Our sexual health team will be in the health and wellbeing zone throughout Pride, providing checks for sexually transmitted infections and offering help and advice on various sexual health issues. Our recruitment and equality, diversity and inclusion teams will also be in the main marketplace with recruitment information – do pop along and say hello to everyone representing Newcastle Hospitals on the day.

Project Choice graduation

Huge congratulations to all of our Project Choice (now known as Choices College) interns who graduated from the programme this week – it is always a special occasion and an opportunity to hear all about their achievements.

Project Choice is a supported internship programme for young adults with learning difficulties, disabilities or Autism and has been running across Newcastle Hospitals since 2012. The programme continues to go from strength to strength and to date 112 young adults have completed the programme. We’re also extremely proud to have an impressively high transition rate from internship to employment (79%) which remains one of the highest in the country.
Congratulations again to all our graduating interns. If any departments would be interested in hosting an intern from September, please contact Lorna Harasymiuk on [email protected].

NHS 75

NHS flags at Central Station

Last week we celebrated the 75th birthday of the NHS, I was proud and privileged to attend the service at Westminster Abbey to mark this special anniversary. I have worked in the NHS for 42 years and although there is still more to do to ensure it is there to serve future generations, I’m extremely proud of all that has been achieved so far.

Here in Newcastle, it was a real pleasure to see so much support from people across the city – this wonderful video captures just some of the highlights from the day. Some of our services also featured in media coverage across the week including the emergency admissions suite at the Freeman and the CHIPS team – who provide vital support to children and young people across the region.

I hope everyone was able to take a moment to reflect on the impact you all have on providing the very best care to our patients.

Awards and achievements

This week I had the pleasure to announce the finalists for this year’s Celebrating Excellence Awards – our judges once again had a difficult time selecting our finalists as the standard of entries was so high.
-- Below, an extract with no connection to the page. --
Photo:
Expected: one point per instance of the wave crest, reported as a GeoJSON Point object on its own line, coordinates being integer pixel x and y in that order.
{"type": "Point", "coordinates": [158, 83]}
Huge congratulations to everyone shortlisted – you can see a full list here.

Congratulations also to:

  • Community nursery nurse Micki Short who has been awarded a Cavell Nurse Trust Star Award in recognition of going above and beyond in her support for families seeking asylum in Newcastle. Read more about Micki’s award here.
  • Professor Dave Jones and the team at Newcastle Centre for Rare Disease who’ve received £14m for a UK Rare Disease Research Platform, thanks to funding from Medical Research Council (MRC) and the National Institute for Health and Care Research (NIHR). The platform brings together experience from across the UK to help people living with rare conditions.